(Video) Think Twice Before Your Next Home Renovation - October 28th 2015
Shell Busey says think twice when hiring a contractor to do work around your home.
Sometimes saving money in the short term... Can cost you big time down the road.
Some Tips When Hiring A Contractor
The most difficult and important job of any project is the selection of the contractor that will do the work for you.
Hiring the right contractor can make the difference between having a fantastic experience or an ugly nightmare. Also, you will want to be sure to give yourself plenty of time since there is an ever increasing demand for qualified contractors.
Word of mouth is still one of the best ways to choose service trades but whom should you trust for their opinion? Talk about your renovation project with family, friends, building supply stores, city planning and permits offices, etc. If you are lucky enough to find someone who had a similar project go well, you are off to a great start.
I recommend that you get in touch with the HouseSmart Referral Network. Our HouseSmart Referral Network is made up of carefully screened contractors that we will recommend to you.
Always consider obtaining three quotes on your project and make sure that you compare apples to apples. By that I mean to make sure that all the parties who provide you with an estimate have an identical understanding of your needs and will provide the same deliverables and quality.
When hiring a contactor there are a few questions you should ask;
Do you have a show room?
Are you a member of the Better Business Bureau? Are you bonded, licensed to do work in this city/municipality and are you insured?
How many years have you been in business?
Will you provide me with a list of your past customers that I can use to do a reference check?
Can I see any of your completed projects?
Do you have a home and/or office phone number?
Who will supervise the job while it's under construction?
Who pays for the material to be used?
Is the project budget based on time and material?
How are sub-trades paid? Keep in mind any unpaid services to sub-trades can show up as a mechanics lien on your home making you responsible for payment.

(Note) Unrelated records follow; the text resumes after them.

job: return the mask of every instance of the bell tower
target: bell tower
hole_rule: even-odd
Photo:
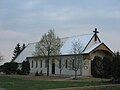
[[[97,28],[95,28],[95,31],[93,31],[94,32],[94,35],[95,35],[95,41],[97,41],[97,33],[99,33],[98,31],[97,31]]]

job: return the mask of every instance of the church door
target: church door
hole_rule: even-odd
[[[55,74],[55,60],[52,60],[52,74]]]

Spell out and detail your wish list in writing. Resist entering into verbal agreements because they can backfire. Make sure you document quality expectation issues such as the model numbers and brands of your new fixtures such as kitchen cabinets, sinks, faucets, lighting, etc. As an example, if you want a specific brand of cabinets, they must be that brand - no substitutes.
Get the contract in writing with a breakdown of material and labour charges.

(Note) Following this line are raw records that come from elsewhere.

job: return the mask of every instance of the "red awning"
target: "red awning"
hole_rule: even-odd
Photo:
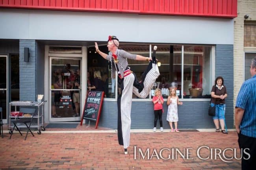
[[[237,0],[0,0],[0,8],[233,18]]]

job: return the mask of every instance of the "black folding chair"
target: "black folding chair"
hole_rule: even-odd
[[[4,138],[4,133],[3,132],[3,110],[0,107],[0,112],[1,112],[1,119],[0,119],[0,135],[2,134],[2,138]]]
[[[10,139],[11,137],[11,136],[13,135],[13,130],[14,130],[15,129],[17,129],[20,133],[20,135],[22,136],[22,134],[21,133],[21,132],[20,132],[21,130],[19,129],[17,126],[17,124],[24,124],[26,125],[27,128],[27,131],[25,131],[27,132],[27,134],[25,137],[25,140],[26,140],[27,139],[27,136],[28,136],[28,133],[29,132],[30,132],[33,136],[35,136],[30,130],[30,126],[31,125],[33,119],[33,115],[32,115],[32,114],[33,114],[35,113],[35,109],[31,108],[21,108],[20,109],[20,112],[23,113],[24,114],[30,114],[31,115],[30,117],[24,117],[23,116],[22,118],[19,118],[19,116],[18,116],[17,118],[15,118],[15,119],[12,120],[12,122],[13,124],[13,128],[12,130],[11,130],[11,136],[10,136]],[[27,124],[28,123],[29,123],[28,125]]]

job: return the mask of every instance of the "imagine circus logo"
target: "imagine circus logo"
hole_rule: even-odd
[[[177,159],[180,157],[183,159],[193,160],[191,154],[192,154],[193,148],[184,148],[183,150],[180,150],[178,148],[165,148],[160,149],[158,152],[156,148],[150,149],[147,148],[143,152],[142,150],[139,148],[137,148],[137,146],[134,146],[134,157],[135,160],[141,159],[147,159],[151,160],[155,157],[158,159]],[[250,154],[248,153],[249,148],[242,148],[241,152],[241,157],[237,157],[237,153],[240,153],[240,151],[237,151],[236,148],[226,148],[223,150],[219,148],[210,148],[206,146],[202,146],[197,148],[196,151],[196,155],[197,157],[201,160],[217,160],[218,157],[221,161],[226,163],[232,162],[232,159],[235,159],[236,160],[240,160],[244,155],[244,154],[248,156],[248,158],[244,158],[245,159],[249,159],[250,157]],[[204,154],[200,154],[200,152],[204,152]],[[231,152],[232,154],[228,154],[227,152]],[[208,152],[208,154],[206,156],[205,153]],[[232,155],[232,156],[230,155]],[[229,156],[227,156],[228,155]]]

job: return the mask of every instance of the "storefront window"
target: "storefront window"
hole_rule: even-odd
[[[120,48],[130,53],[131,54],[137,54],[143,56],[149,57],[150,44],[121,44]],[[131,68],[132,71],[134,73],[138,81],[141,80],[141,75],[147,67],[148,62],[146,61],[138,61],[135,60],[127,59],[128,66]],[[147,97],[148,98],[149,96]],[[139,99],[138,97],[133,93],[133,99]]]
[[[212,70],[214,66],[211,64],[213,63],[211,61],[213,61],[212,46],[120,43],[119,48],[131,54],[149,57],[155,45],[158,46],[156,55],[160,75],[156,80],[151,93],[147,99],[153,97],[154,90],[156,88],[161,90],[164,99],[167,99],[169,95],[171,88],[175,88],[177,95],[180,99],[210,98],[210,90],[213,84]],[[150,49],[150,48],[152,48]],[[102,48],[101,51],[104,49],[104,48]],[[98,55],[93,51],[89,55],[92,57],[93,55]],[[99,57],[98,58],[97,57],[99,56],[93,57],[93,58],[100,61],[102,58]],[[108,88],[106,90],[106,97],[115,98],[115,94],[117,93],[115,88],[116,79],[111,79],[111,65],[109,63],[108,67],[105,66],[106,63],[105,60],[103,61],[104,63],[101,65],[99,65],[101,62],[98,61],[96,66],[101,66],[100,67],[106,67],[106,69],[108,69]],[[148,62],[129,59],[128,61],[129,67],[139,82]],[[91,66],[88,65],[89,71],[94,69],[92,62]],[[132,98],[138,99],[134,94]]]
[[[211,47],[184,46],[184,98],[210,98]]]

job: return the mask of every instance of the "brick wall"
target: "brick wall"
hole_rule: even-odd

Any changes made to the plans or any part of the project must have a change order form filled out and signed by you before the changes are made.
You should expect to pay a deposit prior to the work beginning.
Other things to think about:
- 25% of budgeted labour costs
- 15% of budgeted material costs (unless you have agreed that you will pay all material costs as they occur)
Remember warranty issues. Ask about a (written) warranty that should cover:
- Project workmanship
- Materials - including any manufacturer's warranties
Think about quality assurance issues. Is the contractor a member of?
- The Better Business Bureau, and/or;
- The Canadian Home Builders Association, and/or;
- The HouseSmart Referral Network, and/or;
- An appropriate accredited organization
Insurance: Will all work to be performed by qualified trades with paid-up Workers Compensation premiums? What happens if a worker injures himself while on your property?
- Estimated date of project completion (with a clause outlining what happens in the event of a weather delay, etc.)
- What are the penalties in event of delays?
- Agree on the final completion date, inspection and final payment of contract.
Hopefully this will better prepare you to take on that renovation project you want to do. It is a bit of work but proper preparation will help ensure that your project goes as it should, that there are no nasty surprises and you end up with the result you were hoping for.